Tun Fatimah was a well-known Malaysian heroine and daughter to the Malaccan Bendahara who lived during the 16th century. She was married to Malacca's Sultan Mahmud Shah.
She belongs to Tamil Muslim ancestry and her father was Tun Mutahir, a ''Bendahara'' (Prime Minister) in Sultan Mahmud's time. Tun Mutahir was the descendant of Tun Kudu and Tun Ali's marriage (Both are prominent figures in the times of Sultan Muzzafar Shah, the 5th Sultan of Malacca).
Tun Fatimah was already married when the Sultan set his sights on her to become his new and latest wife. Tun Fatimah refused to divorce her husband when the ''Pembesar'' (Courtiers) urged her, this was her ultimate undoing because it led to the execution of all of her male relatives in her family, including the Bendehara Tun Mutahir and also her husband.

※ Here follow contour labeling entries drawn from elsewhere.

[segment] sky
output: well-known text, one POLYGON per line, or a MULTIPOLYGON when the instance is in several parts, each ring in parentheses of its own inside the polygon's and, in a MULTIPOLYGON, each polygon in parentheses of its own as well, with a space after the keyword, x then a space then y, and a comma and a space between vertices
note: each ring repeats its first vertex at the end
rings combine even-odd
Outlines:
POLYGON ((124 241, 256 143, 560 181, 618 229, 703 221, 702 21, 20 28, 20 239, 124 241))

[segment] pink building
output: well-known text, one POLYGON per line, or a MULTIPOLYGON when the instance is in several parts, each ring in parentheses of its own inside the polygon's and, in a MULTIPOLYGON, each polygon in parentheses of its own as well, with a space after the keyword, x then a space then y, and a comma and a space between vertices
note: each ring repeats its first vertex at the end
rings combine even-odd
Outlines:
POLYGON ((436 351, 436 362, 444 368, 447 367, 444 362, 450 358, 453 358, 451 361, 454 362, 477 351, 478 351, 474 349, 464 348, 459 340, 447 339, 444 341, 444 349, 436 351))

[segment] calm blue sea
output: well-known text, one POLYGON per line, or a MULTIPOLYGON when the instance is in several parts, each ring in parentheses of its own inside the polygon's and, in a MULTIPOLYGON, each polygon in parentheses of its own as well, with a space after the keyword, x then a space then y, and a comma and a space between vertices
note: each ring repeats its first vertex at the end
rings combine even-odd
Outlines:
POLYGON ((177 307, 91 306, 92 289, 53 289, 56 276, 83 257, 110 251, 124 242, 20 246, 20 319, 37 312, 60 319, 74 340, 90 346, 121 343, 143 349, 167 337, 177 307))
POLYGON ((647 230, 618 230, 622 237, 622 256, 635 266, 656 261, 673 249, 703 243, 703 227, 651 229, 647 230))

Tun Fatimah finally complied with the Sultan's wishes, she became his third wife and she bore him two Princes and two princesses. The younger of the second Prince, Raja Raden Ali would in a few years become the second ruler of Johor Sultanate as Sultan Alauddin Riayat Shah for 36 years.
==Her role in Malay politics==

She was the first Malay woman to lead her people like a charismatic sovereign queen. It is said that the Portuguese were more afraid of the Queen than her reigning Sultan husband. She was known to help Tun Perak, a Malaccan bendahara, to lead the Malays in their fight against the invading Portuguese forces in the early 16th century. Unfortunately, the Malays had later lost the war to the more technologically powerful Portuguese army. According to Malaysian historians it was a sly foreign Datuk of Malacca who gave out the secrets to them to conquer the city, and thus had eventually made the Malays lost their control of it. Perhaps the fall of Malacca is also partly due to the Sultan's cruelty. When Malacca fell to Portugal in 1511, it seemed that it was mainly Tun Fatimah's work that expanded the new Malay Johor-Riau from Johore and the Riau islands to parts of Sumatra and Borneo. The Malaccan Sultan's power was almost restricted to a figurehead. Tun Fatimah created an alliance with neighbouring kingdoms by letting her children marry the royal families of Aceh, Minangkabau and Borneo.
No one knew how long she had lived for, as well as when and where she died. However, fellow historians of the Malay Archipelago suggested that her tombstone is located in Kampar, Riau on the Indonesian island of Sumatra.